On sent sa relation avec le coach d’alors, Mauricio Pochettino, idéale, voire idyllique. Autrement dit, tout va bien dans le meilleur des mondes. Mais ce que le club et ses fans ignorent en ce début de saison, c’est que cette finale perdue de Ligue des Champions couve une série de désillusions. En effet, après un décevant 8 sur 15 en championnat, le club va connaître une série de mauvais résultats notamment en Champions League. Avec une humiliante défaite 2-7 face au Bayern Munich en guise de climax.

Le douloureux divorce devient inévitable et Levy en est le premier attristé. Mi-novembre 2019, le club doit remercier le coach argentin, comme souvent en football, la tête est le premier élément que l’on coupe quand les choses tournent mal.
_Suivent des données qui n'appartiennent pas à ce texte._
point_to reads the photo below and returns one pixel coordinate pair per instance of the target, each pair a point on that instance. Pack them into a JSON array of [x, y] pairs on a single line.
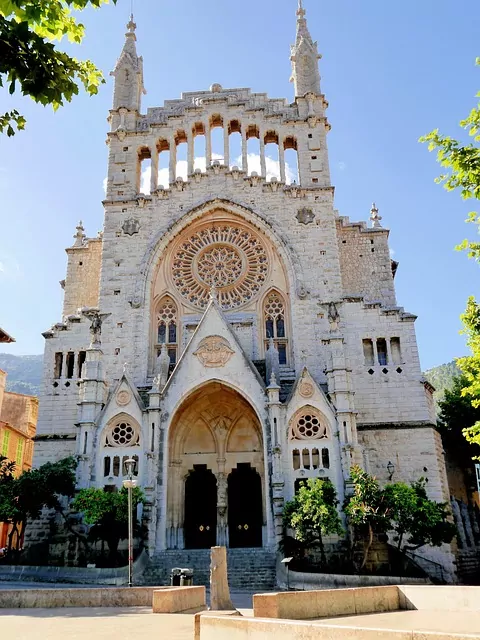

Mourinho, le sel qui manquait

La série prend alors une tournure complètement différente. Comme ces réactions d’un faux public dans un sitcom américain quand une guest star fait son apparition. All of Nothing recrute sans le vouloir son meilleur acteur pour la suite de la saison et c’est bien sur lui qu’elle va fatalement braquer les objectifs.

«Il y avait deux fois plus de caméras qu’avant», explique d’ailleurs une source du vestiaire à The Athletic. Avec des microphones placés sur les tables de la cantine pour capter les conversations «privées» des joueurs ainsi que dans le bureau du Mou, himself.

Ce bureau est aussi le théâtre de discussions qui peuvent sembler intéressantes dans un premier temps, mais comme expliqué plus haut, on est en droit de se poser des questions quant à la sincérité de ces échanges vu les caméras qui entourent les protagonistes. Cela donne quand même lieu à une scène cocasse où Mourinho fait comprendre à Danny Rose qu’il peut aller voir ailleurs (ce qui amènera à son prêt à Newcastle), avec un sourire bien narquois dont il a le secret. Ce qui a le dont, on le sent, d’irriter le latéral gauche.

Beaucoup de caméras sont également présentes dans les vestiaires et ces échanges paraissent bien plus vrais. « Il est difficile de jouer un rôle dans un vestiaire », ajoute la source. On y vit les joies et les peines des joueurs, notamment après une blessure, qui n’ont pas épargné les Spurs cette saison-là, ou une exclusion. Mourinho y joue un rôle central, forcément en tant que coach de l’équipe.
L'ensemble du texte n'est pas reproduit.